It is only the latest dispute between the two Slavic nations over how to remember the war.
Poles remember being invaded by both Nazi Germany and the Soviet Union at the start of a conflict that left 6 million of its people dead. Warsaw considers both powers to have been aggressors who unleashed mass suffering and death.
Russia focuses on the Soviet sacrifices that came after Germany invaded the Soviet Union in 1941, which brought the Soviets into the war on the side of the Allies.

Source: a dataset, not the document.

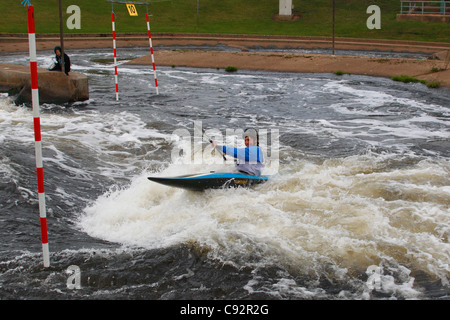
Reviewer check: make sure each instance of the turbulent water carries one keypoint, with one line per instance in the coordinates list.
(357, 206)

Some 27 million Soviet citizens died in the fight to free Europe from Nazi terror.
Putin has called the EP resolution "sheer nonsense."
The war began days after Adolf Hitler and Soviet dictator Josef Stalin agreed to carve up Poland and the Baltic states based on a secret protocol in the Molotov-Ribbentrop pact they signed on Aug, 23, 1939.

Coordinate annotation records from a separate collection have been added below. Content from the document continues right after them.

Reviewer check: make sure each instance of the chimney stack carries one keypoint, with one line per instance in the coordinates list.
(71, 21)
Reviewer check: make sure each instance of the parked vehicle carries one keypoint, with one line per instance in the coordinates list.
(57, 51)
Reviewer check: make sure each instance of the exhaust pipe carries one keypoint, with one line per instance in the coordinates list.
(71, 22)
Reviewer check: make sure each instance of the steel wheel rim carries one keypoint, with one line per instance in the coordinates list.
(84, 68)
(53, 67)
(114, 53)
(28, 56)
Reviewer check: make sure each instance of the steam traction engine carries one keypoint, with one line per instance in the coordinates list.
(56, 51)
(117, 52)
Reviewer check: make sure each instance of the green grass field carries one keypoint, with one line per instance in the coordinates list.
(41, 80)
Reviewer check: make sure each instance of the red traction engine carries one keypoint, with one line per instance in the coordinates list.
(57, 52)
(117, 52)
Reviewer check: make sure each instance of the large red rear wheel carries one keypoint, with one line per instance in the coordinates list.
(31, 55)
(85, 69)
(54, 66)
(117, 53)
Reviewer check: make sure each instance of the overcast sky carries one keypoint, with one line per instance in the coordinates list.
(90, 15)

Putin has been casting the Molotov-Ribbentrop treaty as a move the Soviet Union was forced into following nonaggression agreements some other European nations had signed with Hitler.
He cited a 1938 agreement reached by Germany, Britain, France and Italy that allowed Hitler to annex Czechoslovakia as an example of Western leaders' alleged "collusion" with Hitler.
Putin cited archive documents that he claimed showed the Polish ambassador to Berlin praising Hitler's plans to rid Europe of Jews.
In an angry outburst, Putin denounced the ambassador as a "scum" and "anti-Semitic swine."